Mussel‐Derived and Bioclickable Peptide Mimic for Enhanced Interfacial Osseointegration via Synergistic Immunomodulation and Vascularized Bone Regeneration

Inadequate osseointegration at the interface is a key factor in orthopedic implant failure. Mechanistically, traditional orthopedic implant interfaces fail to precisely match natural bone regeneration processes in vivo. In this study, a novel biomimetic coating on titanium substrates (DPA‐Co/GFO) through a mussel adhesion‐mediated ion coordination and molecular clicking strategy is engineered.
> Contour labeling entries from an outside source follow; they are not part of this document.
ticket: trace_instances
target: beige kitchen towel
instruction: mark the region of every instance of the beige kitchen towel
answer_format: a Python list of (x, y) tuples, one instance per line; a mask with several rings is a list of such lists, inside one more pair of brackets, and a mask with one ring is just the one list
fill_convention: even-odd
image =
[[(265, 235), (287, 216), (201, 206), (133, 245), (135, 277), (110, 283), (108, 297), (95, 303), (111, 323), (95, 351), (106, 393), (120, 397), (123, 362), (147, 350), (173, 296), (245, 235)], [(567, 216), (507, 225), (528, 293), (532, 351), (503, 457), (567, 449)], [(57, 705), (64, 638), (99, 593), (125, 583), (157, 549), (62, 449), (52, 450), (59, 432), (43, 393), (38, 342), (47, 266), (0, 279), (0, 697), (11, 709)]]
In vivo and in vitro results confirm that the coating exhibits excellent biocompatibility and effectively promotes angiogenesis and osteogenesis. Crucially, the biomimetic coating targets the integrin α2β1 receptor to promote M2 macrophage polarization and achieves a synergistic effect between immunomodulation and vascularized bone regeneration, thereby maximizing osseointegration at the interface. Mechanical push‐out tests reveal that the pull‐out strength in the DPA‐Co/GFO group is markedly greater than that in the control group (79.04 ± 3.20 N vs 31.47 ± 1.87 N, P < 0.01) and even surpasses that in the sham group (79.04 ± 3.20 N vs 63.09 ± 8.52 N, P < 0.01). In summary, the novel biomimetic coating developed in this study precisely matches the natural process of bone regeneration in vivo, enhancing interface‐related osseointegration and showing considerable potential for clinical translation and applications. This study develops a novel biomimetic titanium coating 3,4‐dihydroxy‐L‐phenylalanine‐Co‐GFOGER/(DPA‐Co/GFO) that can target the integrin α2β1 receptor to promote M2 macrophage polarization, creating a favorable immune microenvironment conducive to osteogenesis and angiogenesis. This synergistic effect on immunomodulation and vascularized bone regeneration can precisely match natural bone regeneration in vivo, thereby facilitating high‐quality osseointegration at the bone–implant interface.